Complaints about elder abuse can also be reported to a county Long-Term Care Ombudsman. The state Long-Term Care Ombudsman can be reached by telephone at 800-562-6028.
There are multiple resources throughout Washington state that may be helpful to seniors with memory care issues, their families and caregivers. These organizations educate the public on the topics of dementia and Alzheimer’s disease, and some can connect families and seniors to clinical trials, support groups and additional resources.

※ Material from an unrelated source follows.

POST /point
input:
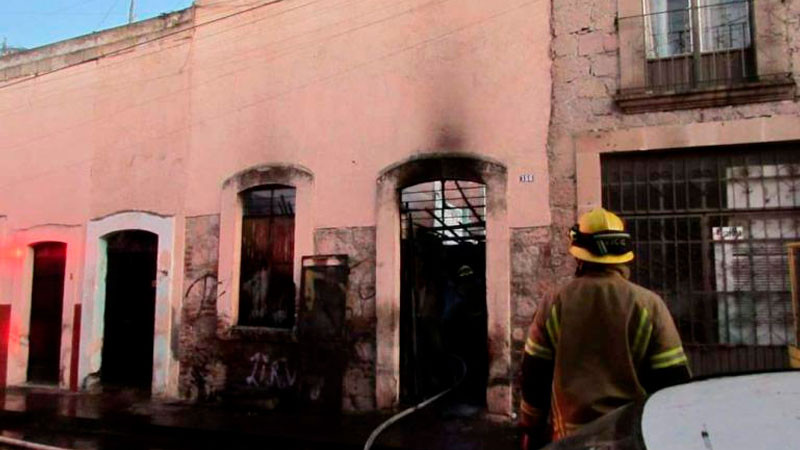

|Alzheimer’s Association Washington State Chapter||800-272-3900||The Alzheimer’s Association has a Washington state chapter that serves seniors and caregivers in 47 counties throughout the Pacific Northwest. The website contains information about Alzheimer’s and dementia to educate family members, including ways to get involved. This association holds local and national awareness and fundraising events and contributes to Alzheimer’s research efforts. The toll-free helpline is available 24/7.|
|Alzheimer’s Disease Research Center||855-744-0588||Funded by the National Institutes of Health (NIH), the ADRC is at the forefront of Alzheimer’s and dementia research and education. There’s news on the website regarding clinical trials and helpful resources for caregivers and families of seniors with Alzheimer’s and dementia.|
|Aging and Long Term Support Administration (ALTA) Dementia Action Collaborative (DAC)||360-725-2300||The Dementia Action Collaborative (DAC) hosts two annual public meetings for caregivers and family members of seniors with any form of dementia, including Alzheimer’s disease. The website has helpful tools and educational resources on the topic, including a series of videos.|
|Dementia Support Northwest||360-671-3316||Families of seniors with memory issues such as Alzheimer’s disease or another form of dementia can find support through this organization. There are community events and support groups, along with educational seminars. This organization provides electronic technology to prevent wandering through Project Lifesaver and Whatcom County Search and Rescue.|
Note: The following information was compiled and most recently updated on 2/15/2022. Since COVID-19 is a rapidly evolving crisis, be sure to contact your Memory Care Facility or local Area Agency on Aging for the most up-to-date information.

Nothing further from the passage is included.